An investor and a former registrant whose personal data were stolen in the Canadian Investment Regulatory Organization’s (CIRO) cybersecurity breach last year have asked a court in British Columbia to certify a class action against the regulator. On behalf of other potential class members, the two plaintiffs allege CIRO was negligent in protecting personal information, and they seek damages for alleged losses.
One plaintiff is a B.C. resident with investment accounts at two of the big banks, and the other is an Ontario resident who is a former CIRO registrant. According to the Canadian Securities Administrators’ national registration search, the latter plaintiff’s registration ended in 2023. This publication isn’t naming the plaintiffs, given that the case relates to privacy.
On Aug. 18 last year, CIRO said it detected a cybersecurity threat on Aug. 11. The regulator confirmed on Sept. 9 that current and past registrants’ personal information was hacked, and on Jan. 14, CIRO said about 750,000 investors’ personal information was also stolen.
The claim — the second against the regulator — was filed on Friday with the B.C. Supreme Court in Vancouver by Slater Vecchio LLP. It is on behalf of “all legal persons, excluding residents of Quebec,” whose information was accessed in the CIRO breach.
“Canadians are required to provide highly sensitive financial and personal information to regulators like CIRO, with the expectation that it will be rigorously protected,” Anthony Vecchio, King’s Counsel, a partner with Slater Vecchio and one of the lawyers for the plaintiffs, said in a release on Tuesday.
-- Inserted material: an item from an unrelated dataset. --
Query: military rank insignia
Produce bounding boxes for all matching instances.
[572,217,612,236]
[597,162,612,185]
“When that trust is broken by a cyberattack, the consequences can be serious and long-lasting, including heightened risks of identity theft, fraud, and ongoing privacy harms. This action seeks to hold CIRO accountable and to reinforce that safeguarding personal information is a fundamental component of any regulator’s public-interest mandate.”
CIRO declined to comment, as this is a pending legal matter.
The claim alleges that the “loss and/or damages suffered by the plaintiffs and class members,” including the costs of long-term credit monitoring and insurance, “were the reasonably foreseeable consequences of CIRO’s negligence.” Specifically, alleged harm was caused by CIRO’s “acts and omissions” in the “design, implementation, operation and security of its information technology systems,” the claim alleges.
In outlining CIRO’s obligation to protect and limit the retention of personal information, the claim cites federal and provincial privacy laws, as well as the provincial securities commissions’ recognition orders and CIRO’s bylaw, which has a section on information exchange.
“CIRO willfully violated the plaintiffs and class members’ reasonable expectations of privacy,” the claim alleges, by failing to comply with its obligations under the statutes, and with the terms and conditions of the recognition orders and bylaw.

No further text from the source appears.